Kegiatan-kegiatan tersebut ditingkatkan dari tahun ke tahun secara bertahap dalam program jangka pendek dan jangka menengah. Dengan terciptanya program ini, bagian terpenting program jangka pendek telah terselesaikan. Setelah program jangka menengah dilalui, pembudayaan ergonomi lebih lanjut dapat diselenggarakan antara lain melalui pendidikan masyarakat dan pendidikan formal. Pusat Kesehatan Kerja Depkes RI (2004) menyatakan bahwa upaya yang dilakukan dalam bidang ergonomi antara lain berupa menyesuaikan ukuran

tempat kerja dengan dimensi tubuh agar tidak melelahkan, pengaturan suhu, cahaya dan kelembaban bertujuan agar sesuai dengan kebutuhan tubuh manusia.

Menurut Effendi (2002), permasalahan yang berkaitan dengan faktor ergonomi umumnya disebabkan oleh adanya ketidaksesuaian antara pekerja dan lingkungan kerja secara menyeluruh termasuk peralatan kerja.

Penerapan ergonomi dapat dilakukan melalui dua pendekatan, yaitu: a. Pendekatif kuratif

Pendekatan ini dilakukan pada suatu proses yang sudah atau sedang berlangsung. Kegiatannya berupa intervensi/perbaikan/modifikasi dari proses yang sedang/sudah berjalan.

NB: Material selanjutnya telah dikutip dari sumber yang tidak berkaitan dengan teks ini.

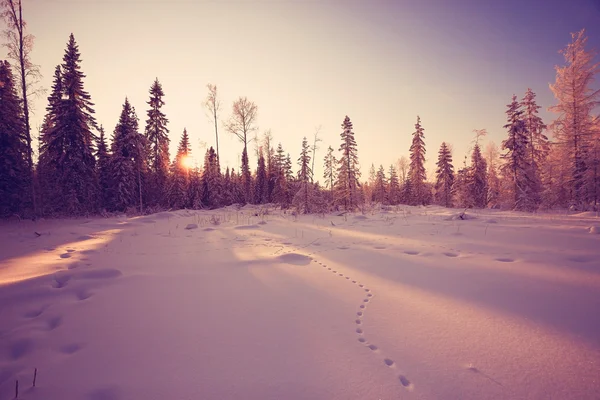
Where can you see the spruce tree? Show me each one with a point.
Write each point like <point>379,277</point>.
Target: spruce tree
<point>517,169</point>
<point>103,169</point>
<point>330,173</point>
<point>348,171</point>
<point>68,143</point>
<point>179,190</point>
<point>261,188</point>
<point>574,126</point>
<point>50,149</point>
<point>157,135</point>
<point>227,189</point>
<point>15,177</point>
<point>211,180</point>
<point>477,185</point>
<point>444,177</point>
<point>393,191</point>
<point>280,189</point>
<point>416,172</point>
<point>379,191</point>
<point>539,145</point>
<point>304,178</point>
<point>128,161</point>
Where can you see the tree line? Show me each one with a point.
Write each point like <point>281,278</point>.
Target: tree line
<point>79,171</point>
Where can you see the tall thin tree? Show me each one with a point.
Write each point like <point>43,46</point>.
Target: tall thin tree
<point>213,105</point>
<point>20,45</point>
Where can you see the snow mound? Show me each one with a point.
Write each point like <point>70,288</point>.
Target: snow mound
<point>460,216</point>
<point>295,259</point>
<point>85,237</point>
<point>246,227</point>
<point>588,214</point>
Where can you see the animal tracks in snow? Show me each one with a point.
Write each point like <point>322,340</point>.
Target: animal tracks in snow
<point>359,322</point>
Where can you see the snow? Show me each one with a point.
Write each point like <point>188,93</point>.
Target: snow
<point>411,305</point>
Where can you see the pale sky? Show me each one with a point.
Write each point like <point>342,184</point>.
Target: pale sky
<point>310,63</point>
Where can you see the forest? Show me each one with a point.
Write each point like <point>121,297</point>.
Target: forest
<point>74,167</point>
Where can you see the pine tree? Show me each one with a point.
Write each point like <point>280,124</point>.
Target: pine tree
<point>68,143</point>
<point>179,191</point>
<point>157,135</point>
<point>15,177</point>
<point>103,169</point>
<point>444,177</point>
<point>574,125</point>
<point>196,190</point>
<point>261,188</point>
<point>287,168</point>
<point>211,181</point>
<point>517,169</point>
<point>477,184</point>
<point>491,157</point>
<point>379,192</point>
<point>539,145</point>
<point>128,161</point>
<point>227,189</point>
<point>304,178</point>
<point>393,191</point>
<point>348,171</point>
<point>280,189</point>
<point>416,172</point>
<point>49,150</point>
<point>330,173</point>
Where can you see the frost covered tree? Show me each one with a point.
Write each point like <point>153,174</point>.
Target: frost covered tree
<point>48,151</point>
<point>477,177</point>
<point>213,105</point>
<point>261,188</point>
<point>304,195</point>
<point>227,189</point>
<point>241,124</point>
<point>348,177</point>
<point>157,135</point>
<point>103,169</point>
<point>516,168</point>
<point>574,126</point>
<point>269,153</point>
<point>491,156</point>
<point>14,169</point>
<point>444,177</point>
<point>539,145</point>
<point>379,188</point>
<point>68,142</point>
<point>179,190</point>
<point>393,189</point>
<point>416,172</point>
<point>281,192</point>
<point>211,180</point>
<point>19,44</point>
<point>330,170</point>
<point>128,161</point>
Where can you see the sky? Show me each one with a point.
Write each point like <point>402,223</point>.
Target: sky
<point>309,63</point>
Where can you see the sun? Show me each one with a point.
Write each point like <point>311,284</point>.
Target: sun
<point>187,162</point>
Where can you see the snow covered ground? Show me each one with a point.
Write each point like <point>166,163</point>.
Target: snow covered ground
<point>404,304</point>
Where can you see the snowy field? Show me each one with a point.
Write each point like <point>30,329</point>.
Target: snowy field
<point>404,304</point>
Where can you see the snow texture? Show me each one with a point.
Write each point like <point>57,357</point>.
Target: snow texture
<point>412,305</point>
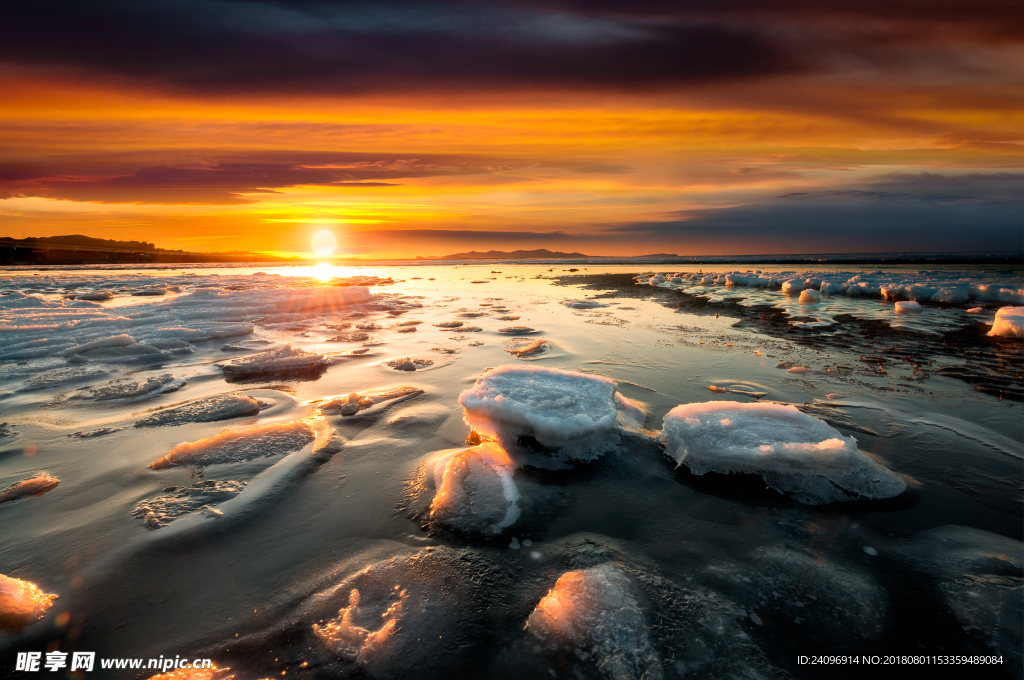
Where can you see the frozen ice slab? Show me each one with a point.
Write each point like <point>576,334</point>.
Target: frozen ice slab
<point>22,603</point>
<point>33,486</point>
<point>595,610</point>
<point>127,389</point>
<point>163,510</point>
<point>475,493</point>
<point>243,444</point>
<point>276,362</point>
<point>794,453</point>
<point>582,304</point>
<point>402,617</point>
<point>1009,323</point>
<point>222,407</point>
<point>572,413</point>
<point>907,306</point>
<point>349,405</point>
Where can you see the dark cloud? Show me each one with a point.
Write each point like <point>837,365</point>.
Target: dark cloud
<point>219,178</point>
<point>347,47</point>
<point>925,212</point>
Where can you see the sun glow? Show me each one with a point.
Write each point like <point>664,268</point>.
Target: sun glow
<point>324,270</point>
<point>324,243</point>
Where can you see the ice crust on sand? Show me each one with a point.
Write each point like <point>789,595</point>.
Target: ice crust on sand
<point>275,362</point>
<point>1009,323</point>
<point>243,444</point>
<point>349,405</point>
<point>573,413</point>
<point>475,493</point>
<point>595,611</point>
<point>162,510</point>
<point>582,304</point>
<point>907,306</point>
<point>794,453</point>
<point>127,389</point>
<point>810,296</point>
<point>22,603</point>
<point>223,407</point>
<point>33,486</point>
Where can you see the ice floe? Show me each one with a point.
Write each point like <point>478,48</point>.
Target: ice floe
<point>582,304</point>
<point>178,501</point>
<point>127,389</point>
<point>33,486</point>
<point>793,453</point>
<point>1009,323</point>
<point>223,407</point>
<point>22,603</point>
<point>349,405</point>
<point>474,491</point>
<point>242,444</point>
<point>573,414</point>
<point>276,362</point>
<point>595,611</point>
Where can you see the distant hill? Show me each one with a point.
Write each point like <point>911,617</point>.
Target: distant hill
<point>504,255</point>
<point>79,240</point>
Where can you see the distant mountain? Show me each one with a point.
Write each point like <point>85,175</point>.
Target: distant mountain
<point>504,255</point>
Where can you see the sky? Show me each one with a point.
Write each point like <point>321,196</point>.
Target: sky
<point>407,129</point>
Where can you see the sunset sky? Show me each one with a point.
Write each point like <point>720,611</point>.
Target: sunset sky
<point>609,128</point>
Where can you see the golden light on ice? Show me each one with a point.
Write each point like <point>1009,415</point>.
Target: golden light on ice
<point>324,243</point>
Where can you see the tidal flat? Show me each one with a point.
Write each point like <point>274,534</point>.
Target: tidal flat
<point>268,467</point>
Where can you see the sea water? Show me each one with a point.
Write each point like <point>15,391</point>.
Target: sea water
<point>279,520</point>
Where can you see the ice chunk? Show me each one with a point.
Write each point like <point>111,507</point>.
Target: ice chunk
<point>33,486</point>
<point>561,410</point>
<point>349,405</point>
<point>223,407</point>
<point>128,389</point>
<point>907,306</point>
<point>232,445</point>
<point>979,577</point>
<point>275,362</point>
<point>794,453</point>
<point>164,509</point>
<point>809,296</point>
<point>584,304</point>
<point>475,493</point>
<point>793,287</point>
<point>595,610</point>
<point>1009,323</point>
<point>22,603</point>
<point>526,347</point>
<point>113,341</point>
<point>409,364</point>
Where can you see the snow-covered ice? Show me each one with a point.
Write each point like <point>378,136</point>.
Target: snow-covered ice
<point>1009,323</point>
<point>241,444</point>
<point>595,610</point>
<point>32,486</point>
<point>794,453</point>
<point>22,603</point>
<point>285,359</point>
<point>474,491</point>
<point>223,407</point>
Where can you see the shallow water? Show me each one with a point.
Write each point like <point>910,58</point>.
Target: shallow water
<point>731,578</point>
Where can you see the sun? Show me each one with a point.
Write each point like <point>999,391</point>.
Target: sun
<point>324,243</point>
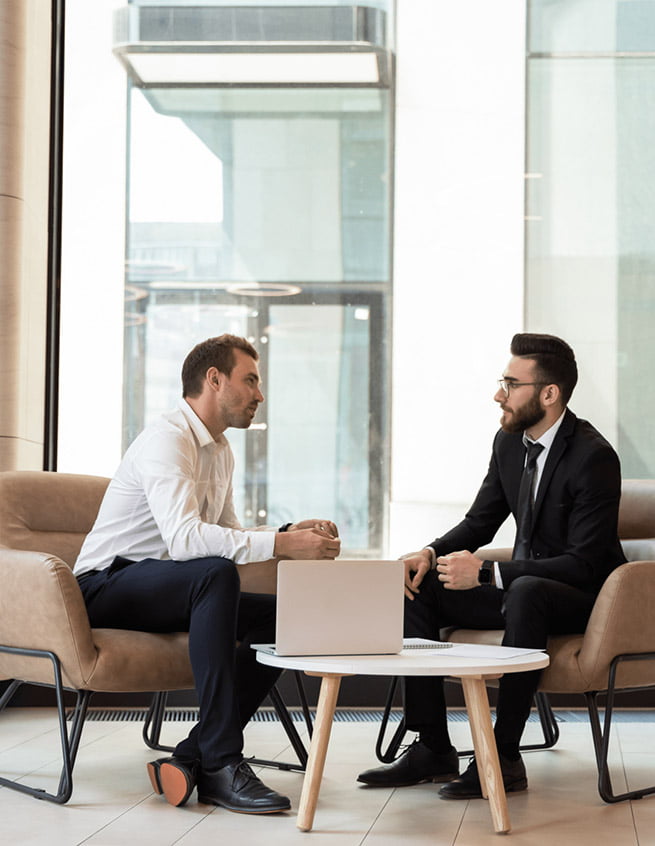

Sasaran kegiatan ini adalah kondisi kerja dan lingkungan kerja dan dalam pelaksanaannya harus melibatkan pekerja yang terkait dengan proses kerja yang sedang berlangsung.

b. Pendekatan konseptual

Pendekatan ini dikenal sebagai pendekatan sistem dan hal ini akan sangat efektif dan efisien bila dilakukan pada saat perencanaan. Bila berkaitan dengan teknologi, maka sejak proses pemilihan dan alih teknologi, prinsip-prinsip ergonomi sudah seyogyanya dimanfaatkan bersama-sama dengan kajian lain yang juga diperlukan, seperti kajian teknis, ekonomi, sosial budaya, hemat akan energi dan melestarikan lingkungan. Pendekatan holistik ini dikenal dengan pendekatan Teknologi Tepat Guna (Manuaba, 1997). Jika dikaitkan dengan penyediaan lapangan kerja, pendekatan ergonomi secara konseptual dilakukan sejak awal perencanaan dengan mengetahui

kemampuan adaptasi pekerja sehingga dalam proses kerja selanjutnya, pekerja berada dalam batas kemampuan yang dimiliki.